For many years mum worked at Darland High School. A job she loved, enjoyed, and carried out to the best of her ability and many times, went above and beyond what was necessary. I remember many chats we had about her working day with her colleagues and how much fun she had with Debbie and other members of staff.
She was a vibrant soul, one who lit up the room whenever she entered. And she had that unique gift of putting a smile on everyone’s face. She was full of joy and always eager to help out, no matter what the problem was. She was many things a wife, a sister, and a good friend, but the best word to describe Cerys is “mother”. First and foremost, she was a mum. Everything she did was for my brother and I. She was a wonderful mother, and we will greatly miss her love, support and witty sense of humour.
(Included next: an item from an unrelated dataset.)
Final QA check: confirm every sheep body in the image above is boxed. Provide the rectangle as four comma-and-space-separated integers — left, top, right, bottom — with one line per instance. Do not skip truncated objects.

Mum was also a Christian. Which means she trusted in the Lord Jesus Christ to forgive and pardon all her sin. She was greatly blessed by the ministry of Pastor Mark Thomas and Pastor Sam Oldridge here at Borras Park Evangelical Church and became a Christian under their ministry. One thing I personally will miss is the times mum and I would open our Bibles and discuss in detail the teaching and life of Jesus Christ. Her faith meant a lot to her and it is this faith that brought her safely into the arms of Jesus. Reading in St. Paul’s letter to the Corinthians the apostle wrote, “O death, where is thy sting? O grave, where is thy victory?” The message and hope of the Gospel is that when we leave this earth we can have victory over sin, death and hell. There is great hope and joy in death for the Christian, because to be with Christ is far better. It is a great comfort to know that mum is now with her Lord and Saviour.
Not so long-ago mum was diagnosed with leukaemia and was receiving treatment at the Christie Hospital in Manchester. She had the best possible care and support from the Christie, but sadly mum contracted Coronavirus and with her immune system being compromised her body could not fight off the virus. She passed away peacefully on Wednesday 20th January. Her passing has left a great hole in all of our hearts, and she will be greatly missed.
My lasting memories of Mum are simple: a hard-working, passionate figure of strength who never stopped loving and protecting her family. A woman who always spoke her mind, even when it wasn’t helpful, but that was what we loved her for. She was a woman that would always go the extra mile and put others before herself. She really was one in a million. And this is how she will stay and remain in our hearts and minds forever.
There is so much more I would like to say, but alas time does not permit. I would like to close by saying, thank you to everyone for attending today. My family and I are grateful for the support and care we have received from Pastor Mark and all at Borras Park.